According to Emer-G-Med spokesperson Kyle van Reenen, the man was attacked on Monday afternoon as he was walking past the hive.
“Paramedics responded to the scene in the Cosmo City area, to find the one man had suffered over one hundred stings and was in a critical condition,” Van Reenen said.
He said advanced Life Support intervention was needed to stabilise the man before he was taken to a nearby hospital for further care.
“A second man suffered approximately ten stings and was treated and stabilized on the scene before being taken to hospital for further care.
“Reports from the scene allege that the first man was attacked by the bees when he was walking past the hive, the second man then ran to his aid,” Van Reenen said.

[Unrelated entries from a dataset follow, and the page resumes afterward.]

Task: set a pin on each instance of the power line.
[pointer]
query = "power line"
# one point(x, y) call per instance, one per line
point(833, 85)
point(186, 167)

Bees don’t actually particularly want to sting humans. The act of stinging kills the bee, after all. A swarm of bees, even if it’s coming in your direction, doesn’t always mean they’re after you: they could simply be on route to somewhere else. Get out of their way as quickly as possible, though, just in case.
Get under cover fast. Going indoors is best, but failing that, get into a car or a tent, or cover yourself with a blanket or clothing – especially exposed areas of skin. The face and eyes are the most important areas to protect.
When running away from a swarm, try to run in a straight line and keep your face as well covered as possible.
Do not, however, get into the water, however tempting an option this may appear. The bees know you’re there and can wait for you at the surface longer than you can hold your breath.
Water can be useful in spray form: if bees are attacking, and you have a hose available, turn it in their direction. But only do this if there’s no other option; you’re still likely to get stung.
Even when the swarm is passing by, stay calm and still. Don’t hit out at the bees or attempt to “shoo” them away. This could encourage them to sting in self-defense.
An unfortunate pheromonal chain reaction occurs: if a bee stings, it releases chemicals that then trigger stinging in its mates. For bees, it’s all about individual sacrifice for the good of the community.
Once you’ve escaped the main onslaught of the hive, remove any stings as soon as possible. The best way to remove them is to scrape them off using an implement like a butter knife or a credit card. But speed is more important than finding the proper tool: pull them out with your fingers if necessary.
Anyone who’s suffered multiple stings should consult a doctor without delay (whether there is a known bee allergy or not). Signs of a severe allergic reaction (anaphylaxis) e.g. difficulty breathing, are a medical emergency.